Saturday, March 20, 2010

Language advice you may or may not want to try

Abu Tulip has been reading a book, How Languages are Learned  by Patsy M. Lightbown and Nina Spada.  This passage caught his eye, especially considering how difficult some of the sounds of Arabic are for speakers of Western languages.

"Another aspect of personality that has been studied is inhibition.  It has been suggested that inhibition discourages risk-taking, which is necessary for progress in language learning.   This is often considered to be a particular problem for adolescents, who are more self-conscious that younger learners.  In a series of studies, Alexander Guiora and his colleagues (1972) found support for the claim that inhibition is a negative force, at least for second language pronunciation performance.  One study involved an analysis of the effects of small doses of alcohol, known for its ability to reduce inhibition, on pronunciation.  Study participants who drank small amounts of alcohol did better on pronunciation tests than those who did not drink any.  While results such as these are interesting, they may have more to do with performance than with learning.  We may also note, in passing, that when larger doses of alcohol were administered, pronunciation rapidly deteriorated!"
(page 61)

I can think of a few people who probably would have been willing to participate in that study and contribute to scientific knowledge.   ~Abu Tulip

Friday, March 12, 2010

Blog about Jordan day

We've lived here in the Middle East for over five years.  It's hard to imagine being anywhere else.  I often don't really think about the fact that I'm a foreigner - a guest in the country.  I've learned the language (to an extent), love the food, and two of my children were born here.   Our oldest is in a local, private school where Arabic is the primary language.  It's adorable to watch him practice for his upcoming assembly, sharing "ana ilmalfuuf"  (I am the cabbage), a presentation on vegetables.

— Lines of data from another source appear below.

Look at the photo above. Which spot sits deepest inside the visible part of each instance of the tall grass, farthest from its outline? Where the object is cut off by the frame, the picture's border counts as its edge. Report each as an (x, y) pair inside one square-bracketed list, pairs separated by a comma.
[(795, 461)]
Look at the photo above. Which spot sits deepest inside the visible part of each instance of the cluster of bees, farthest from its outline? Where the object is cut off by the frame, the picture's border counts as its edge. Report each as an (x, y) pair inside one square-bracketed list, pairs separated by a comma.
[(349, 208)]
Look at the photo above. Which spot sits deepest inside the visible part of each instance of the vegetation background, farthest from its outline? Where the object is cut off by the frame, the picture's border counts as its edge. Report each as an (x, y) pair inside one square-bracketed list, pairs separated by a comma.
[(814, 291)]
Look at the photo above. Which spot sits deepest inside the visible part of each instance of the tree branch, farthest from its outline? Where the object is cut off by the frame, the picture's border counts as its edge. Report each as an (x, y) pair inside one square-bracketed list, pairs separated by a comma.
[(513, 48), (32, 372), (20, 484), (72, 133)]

When I meet new people, they often ask, "where is home?"  I usually answer, "home is here".  This is my home.  Of course I miss family and friends who are back in the states, and there are certainly days I yearn for certain characteristics of my passport culture, but I'm proud to say we really have made our life here.

I realized my friends understood this during a recent choir rehearsal.  The choir I sing with is an eclectic mix of locals and foreigners.  We've been learning some Arabic folkloric music, and it is just fascinating.  At one point, the director asked for the Arabs to sing a section once through, and then for the others to sing once through.  This was for her to listen to us sing and check to make sure we were getting the pronunciation and nuances of Arabic music.  Quarter tones are amazing, but a challenge for us Western singers.  An Arab friend turned to me and asked, "inti ma3na 'aw mahum?"  (are with you us or them?) .  I smiled.  Both?  She had given me the ultimate compliment.

So, thank you Jordan, for accepting me into your country.  Your friendship, hospitality, food, music, and grace are in abundance. 

~ Um Tulip

Tuesday, March 9, 2010

The best reason to wear a hijab

So, the other day I was driving home from work and saw the best reason to wear a hijab to date.  There have been some fascinating articles lately about women who wear the hijab, a typical headscarf for Muslim women. 

Check out and you'll find a lot of discussion.

Where we live, I'd say over half the women do cover, usually in stylish scarves that match their outfit.  It's usually a family decision.  The 8 year old daughter of neighbors has even started wearing one occasionally, so she can look like her mommy.  Choice?  Sort of.  Not any different than a daughter wanting to wear earrings like her mother.  Or our friend's daughter wanting to have the Coptic cross tattoo on her wrist, like so many of her friends. Or maybe not.  I'll let others work that out.

Regardless, as I was driving home I saw a woman driving through the circle, gesturing and talking.  There was no one in the passenger seat.  Then I noticed she had her mobile phone tucked in her hijab right against her ear.  It was almost invisible.  Why bother with a fancy bluetooth headset? Shatra, mu?